Bonjour, je sous-marine le forum de temps en temps, mais votre discussion m’intéresse
je n’ai pas non plus des réponses 100% parfaites (et je ne suis ni sociologique ni biologiste) donc faut pas me prendre pour argent comptant.
Pour moi, ce qui me marque quand on parle de sexe biologique, c’est qu’à partir de données les gens ont tendance à se faire des modèles simples (voire simplistes, parfois) et à se dire que ce ne sont pas des modèles, mais des observations. Typiquement, ces modèles, ces images qu’on a de ce que c’est un sexe féminin et un sexe masculin, ce sont des modèles très clivés, qui créent une division entre les deux sexes et qui pensent qu’à priori ils sont distincts et ne se recoupent pas. Ces modèles ont tendance à mettre en valeur les éléments qui sont très distincts d’un sexe à l’autre (comme les organes génitaux) et ont un peu tendance à oublier les différences qui sont moins marquées (comme la taille, où on observe une différence entre les tailles moyennes des deux groupes, mais où c’est beaucoup moins distinct au niveau individuel - des femmes un peu grandes et des hommes un peu petits peuvent tout à fait avoir la même taille). Et sur certains éléments corporels, ces modèles les classent comme féminins ou masculins, alors qu’on les retrouve dans toute la population - par exemple, la tendance à considérer la testostérone comme l’hormone des hommes et de la masculinité, et à l’inverse l’oestrogène comme l’hormone des femmes et de la féminité.
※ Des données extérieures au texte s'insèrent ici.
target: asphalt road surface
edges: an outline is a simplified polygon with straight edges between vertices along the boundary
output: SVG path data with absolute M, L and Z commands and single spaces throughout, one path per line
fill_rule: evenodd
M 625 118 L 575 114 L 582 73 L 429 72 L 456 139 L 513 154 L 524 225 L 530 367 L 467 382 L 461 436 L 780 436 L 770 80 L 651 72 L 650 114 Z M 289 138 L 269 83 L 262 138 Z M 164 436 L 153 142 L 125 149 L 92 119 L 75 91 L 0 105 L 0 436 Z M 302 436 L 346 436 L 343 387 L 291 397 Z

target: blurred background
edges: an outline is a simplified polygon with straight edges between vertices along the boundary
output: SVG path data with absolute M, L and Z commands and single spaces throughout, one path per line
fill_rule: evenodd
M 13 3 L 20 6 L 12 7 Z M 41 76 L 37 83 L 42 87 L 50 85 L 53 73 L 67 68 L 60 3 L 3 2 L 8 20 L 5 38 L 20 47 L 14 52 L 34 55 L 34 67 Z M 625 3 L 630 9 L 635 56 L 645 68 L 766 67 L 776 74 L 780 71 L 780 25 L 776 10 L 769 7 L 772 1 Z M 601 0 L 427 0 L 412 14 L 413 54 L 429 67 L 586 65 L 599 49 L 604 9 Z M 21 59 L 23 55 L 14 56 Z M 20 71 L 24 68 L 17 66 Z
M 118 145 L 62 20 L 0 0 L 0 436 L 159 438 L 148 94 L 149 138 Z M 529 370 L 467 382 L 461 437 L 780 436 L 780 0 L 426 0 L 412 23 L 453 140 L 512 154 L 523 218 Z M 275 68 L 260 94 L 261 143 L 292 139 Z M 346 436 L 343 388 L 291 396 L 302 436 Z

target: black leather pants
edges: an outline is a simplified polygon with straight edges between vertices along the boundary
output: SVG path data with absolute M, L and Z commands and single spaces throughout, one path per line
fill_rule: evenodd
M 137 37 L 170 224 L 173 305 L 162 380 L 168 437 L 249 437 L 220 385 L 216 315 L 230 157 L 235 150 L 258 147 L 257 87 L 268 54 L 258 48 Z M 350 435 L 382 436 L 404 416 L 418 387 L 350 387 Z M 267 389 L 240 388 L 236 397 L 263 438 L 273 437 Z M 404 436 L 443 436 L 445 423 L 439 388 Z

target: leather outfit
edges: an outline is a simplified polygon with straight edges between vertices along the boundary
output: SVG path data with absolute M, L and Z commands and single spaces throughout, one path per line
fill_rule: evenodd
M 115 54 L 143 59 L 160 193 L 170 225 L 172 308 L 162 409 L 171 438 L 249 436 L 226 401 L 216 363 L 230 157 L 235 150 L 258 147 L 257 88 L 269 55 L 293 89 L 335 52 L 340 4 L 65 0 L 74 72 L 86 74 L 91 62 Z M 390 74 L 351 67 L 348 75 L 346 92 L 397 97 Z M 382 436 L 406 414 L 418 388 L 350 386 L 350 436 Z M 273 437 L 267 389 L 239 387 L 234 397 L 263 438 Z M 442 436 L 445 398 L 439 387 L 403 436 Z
Et par extension on a tendance à penser certains effets de ces hormones, le développement des caractéristiques physiques, comme masculines ou féminines alors qu’on retrouve ces caractéristiques chez un peu tout le monde, plus ou moins prononcées (et en fait là je pense moins aux caractéristiques sexuelles très prononcées selon un sexe ou l’autre, comme les seins ou la barbe, mais à la myriade de petits trucs, l’arcade sourcilière, la grosseur des mains, l’écartement des épaules, la taille du bassin, la taille des pieds, la pilosité, etc etc, que vraiment les gens ont tendance à catégoriser comme étant des marques d’un sexe ou de l’autre - et c’est en travaillant leur apparence (épilation, choix de vêtements ou de cosmétiques qui accentuent certains éléments ou en cachent d’autres, etc) que vraiment je vais avoir un bon passing ou non).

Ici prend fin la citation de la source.